T.a.v. feit 3 primair ad. 1., gedachtestreepje 2:
De rechtbank is van oordeel dat op grond van de inhoud van de bewijsmiddelen het plegen van bedrieglijke bankbreuk, zoals ten laste gelegd onder feit 3 primair ad 1., gedachtestreepje 2, wettig en overtuigend bewezen kan worden. [verdachte] heeft een verzoek tot afkoop van zijn lijfrentepolis gedaan en hij heeft de verzekeraar verzocht het afkoopbedrag uit te keren op de bankrekening van zijn zoon [betrokkene ] , over welke rekening [verdachte] de beschikking had. De curator had geen zicht op deze rekening, noch was hij bekend met het afkoopverzoek. Voorts heeft [verdachte] aan de verzekeraar een ander correspondentieadres opgegeven teneinde de faillissementsrechtelijke postblokkade op zijn eigen adres te omzeilen. De verzekeraar heeft het afkoopbedrag van € 2.215,00 op 27 september 2011 uitgekeerd op het door [verdachte] opgegeven bankrekeningnummer van zijn zoon [betrokkene ] . Door het handelen van [verdachte] is het afkoopbedrag aan het zicht van de curator onttrokken en zijn de baten niet verantwoord. Hierdoor kunnen de schuldeisers van [verdachte] zijn benadeeld. Gelet op het voorgaande is de rechtbank van oordeel dat [verdachte] , terwijl hij in staat van faillissement was verklaard, ter bedrieglijke verkorting van zijn schuldeisers baten niet heeft verantwoord. Nu uit het dossier onvoldoende blijkt van rechtens relevante betrokkenheid van [medeverdachte] bij dit deel van het ten laste gelegde feit, zal [verdachte] er van worden vrijgesproken dat hij dit feit in vereniging heeft gepleegd.
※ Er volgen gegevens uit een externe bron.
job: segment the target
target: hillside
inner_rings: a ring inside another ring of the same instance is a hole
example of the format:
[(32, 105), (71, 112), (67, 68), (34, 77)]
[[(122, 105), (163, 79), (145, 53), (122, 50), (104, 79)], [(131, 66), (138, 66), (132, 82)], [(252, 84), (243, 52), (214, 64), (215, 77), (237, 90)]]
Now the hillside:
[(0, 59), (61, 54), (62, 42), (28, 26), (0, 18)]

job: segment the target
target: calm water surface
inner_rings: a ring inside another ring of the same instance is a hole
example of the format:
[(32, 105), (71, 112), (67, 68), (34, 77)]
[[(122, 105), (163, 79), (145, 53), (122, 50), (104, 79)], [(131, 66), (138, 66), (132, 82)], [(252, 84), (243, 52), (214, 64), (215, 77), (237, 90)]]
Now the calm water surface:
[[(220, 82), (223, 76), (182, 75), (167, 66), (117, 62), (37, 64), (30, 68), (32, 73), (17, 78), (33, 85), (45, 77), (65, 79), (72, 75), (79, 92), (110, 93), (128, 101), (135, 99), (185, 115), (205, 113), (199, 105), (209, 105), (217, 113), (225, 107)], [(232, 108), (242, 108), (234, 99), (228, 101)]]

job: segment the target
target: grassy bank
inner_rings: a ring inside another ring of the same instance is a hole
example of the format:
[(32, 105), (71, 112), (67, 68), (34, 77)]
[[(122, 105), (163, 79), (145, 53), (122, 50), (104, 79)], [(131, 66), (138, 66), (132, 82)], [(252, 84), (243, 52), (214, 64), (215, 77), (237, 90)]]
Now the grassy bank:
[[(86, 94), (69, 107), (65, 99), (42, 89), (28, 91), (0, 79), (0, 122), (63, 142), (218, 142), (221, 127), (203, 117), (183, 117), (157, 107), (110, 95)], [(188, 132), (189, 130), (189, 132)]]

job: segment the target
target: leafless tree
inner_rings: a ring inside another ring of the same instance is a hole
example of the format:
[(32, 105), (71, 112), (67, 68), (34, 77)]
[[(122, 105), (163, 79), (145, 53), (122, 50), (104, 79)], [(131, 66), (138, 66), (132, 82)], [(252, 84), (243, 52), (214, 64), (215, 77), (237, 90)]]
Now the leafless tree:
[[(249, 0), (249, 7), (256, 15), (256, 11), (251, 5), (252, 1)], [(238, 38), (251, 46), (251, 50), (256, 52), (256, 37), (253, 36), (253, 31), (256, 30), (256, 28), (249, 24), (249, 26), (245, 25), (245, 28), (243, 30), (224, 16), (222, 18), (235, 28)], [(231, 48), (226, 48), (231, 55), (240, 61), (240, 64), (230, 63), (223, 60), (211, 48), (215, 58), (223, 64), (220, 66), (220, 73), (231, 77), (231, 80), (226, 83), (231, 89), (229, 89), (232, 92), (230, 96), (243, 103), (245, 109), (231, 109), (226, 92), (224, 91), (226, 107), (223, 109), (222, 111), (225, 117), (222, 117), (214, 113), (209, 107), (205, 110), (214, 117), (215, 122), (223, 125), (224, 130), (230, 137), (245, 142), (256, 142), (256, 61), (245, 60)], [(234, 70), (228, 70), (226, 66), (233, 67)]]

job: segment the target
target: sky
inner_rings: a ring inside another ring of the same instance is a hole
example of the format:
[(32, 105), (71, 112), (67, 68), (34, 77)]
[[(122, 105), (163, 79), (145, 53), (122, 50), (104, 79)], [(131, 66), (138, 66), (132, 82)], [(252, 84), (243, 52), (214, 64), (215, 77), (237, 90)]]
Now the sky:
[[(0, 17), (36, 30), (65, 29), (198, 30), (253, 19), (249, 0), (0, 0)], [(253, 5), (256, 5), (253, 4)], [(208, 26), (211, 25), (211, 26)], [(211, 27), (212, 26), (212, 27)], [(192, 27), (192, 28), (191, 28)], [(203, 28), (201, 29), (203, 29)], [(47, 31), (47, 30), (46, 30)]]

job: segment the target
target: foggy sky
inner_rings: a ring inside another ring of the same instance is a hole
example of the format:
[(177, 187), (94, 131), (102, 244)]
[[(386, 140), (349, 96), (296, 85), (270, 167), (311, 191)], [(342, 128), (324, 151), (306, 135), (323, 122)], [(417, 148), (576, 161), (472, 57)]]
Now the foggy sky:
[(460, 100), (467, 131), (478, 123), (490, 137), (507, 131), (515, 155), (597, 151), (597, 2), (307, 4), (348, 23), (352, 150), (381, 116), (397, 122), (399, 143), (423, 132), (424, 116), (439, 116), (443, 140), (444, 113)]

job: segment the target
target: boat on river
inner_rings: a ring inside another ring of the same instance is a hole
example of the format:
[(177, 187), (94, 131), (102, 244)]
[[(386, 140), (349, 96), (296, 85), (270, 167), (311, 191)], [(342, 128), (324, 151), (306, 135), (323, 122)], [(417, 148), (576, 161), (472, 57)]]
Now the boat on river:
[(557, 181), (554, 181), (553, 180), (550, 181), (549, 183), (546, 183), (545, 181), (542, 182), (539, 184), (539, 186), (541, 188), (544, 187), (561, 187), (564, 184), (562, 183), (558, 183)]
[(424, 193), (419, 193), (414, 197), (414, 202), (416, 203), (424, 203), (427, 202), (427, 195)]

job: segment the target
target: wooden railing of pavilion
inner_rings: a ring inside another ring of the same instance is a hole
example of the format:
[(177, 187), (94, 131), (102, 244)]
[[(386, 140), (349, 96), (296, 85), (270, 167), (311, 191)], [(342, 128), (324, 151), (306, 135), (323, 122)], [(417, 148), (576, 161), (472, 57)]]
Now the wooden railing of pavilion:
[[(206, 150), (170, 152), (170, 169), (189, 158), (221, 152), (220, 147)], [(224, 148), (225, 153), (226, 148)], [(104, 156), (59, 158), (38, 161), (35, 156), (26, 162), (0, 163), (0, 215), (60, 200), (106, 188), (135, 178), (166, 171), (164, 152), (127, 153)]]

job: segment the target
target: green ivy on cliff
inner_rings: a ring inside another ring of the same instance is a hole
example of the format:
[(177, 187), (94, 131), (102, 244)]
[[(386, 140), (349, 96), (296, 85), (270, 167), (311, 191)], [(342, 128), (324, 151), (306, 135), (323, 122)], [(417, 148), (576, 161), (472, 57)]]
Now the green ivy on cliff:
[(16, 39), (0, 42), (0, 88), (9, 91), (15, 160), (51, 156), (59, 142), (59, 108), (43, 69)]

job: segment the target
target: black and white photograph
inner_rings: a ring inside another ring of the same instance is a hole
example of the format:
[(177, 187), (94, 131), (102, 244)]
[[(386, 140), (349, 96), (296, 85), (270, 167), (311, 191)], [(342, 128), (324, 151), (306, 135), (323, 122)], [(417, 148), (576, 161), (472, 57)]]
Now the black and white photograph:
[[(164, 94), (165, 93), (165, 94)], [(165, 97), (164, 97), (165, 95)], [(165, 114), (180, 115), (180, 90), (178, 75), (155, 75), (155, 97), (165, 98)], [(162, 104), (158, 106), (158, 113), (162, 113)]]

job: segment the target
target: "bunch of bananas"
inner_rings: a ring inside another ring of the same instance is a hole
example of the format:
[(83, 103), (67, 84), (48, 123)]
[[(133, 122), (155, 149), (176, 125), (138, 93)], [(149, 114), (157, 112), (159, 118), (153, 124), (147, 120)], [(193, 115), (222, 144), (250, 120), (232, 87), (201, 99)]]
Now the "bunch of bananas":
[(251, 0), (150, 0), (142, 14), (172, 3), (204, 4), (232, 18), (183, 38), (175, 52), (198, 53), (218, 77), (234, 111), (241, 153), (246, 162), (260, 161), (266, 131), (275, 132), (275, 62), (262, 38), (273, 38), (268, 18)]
T.a.v. feit 3 primair ad. 1, gedachtestreepje 3 tot en met 6:
De rechtbank is van oordeel dat het plegen van bedrieglijke bankbreuk, zoals ten laste gelegd onder feit 3 primair onder 1., gedachtestreepje 3 tot en met 6, wettig en overtuigend bewezen kan worden.
[verdachte] is op [datum] 2009 door de rechtbank Breda in staat van faillissement verklaard, waardoor op hem - op grond van de faillissementswet - de plicht rustte zijn baten te verantwoorden. Zoals hiervoor reeds overwogen gaat het bij deze plicht niet alleen om de baten die op de datum van faillissement in de boedel vallen, maar ook om baten die na de datum van het faillissement worden verworven.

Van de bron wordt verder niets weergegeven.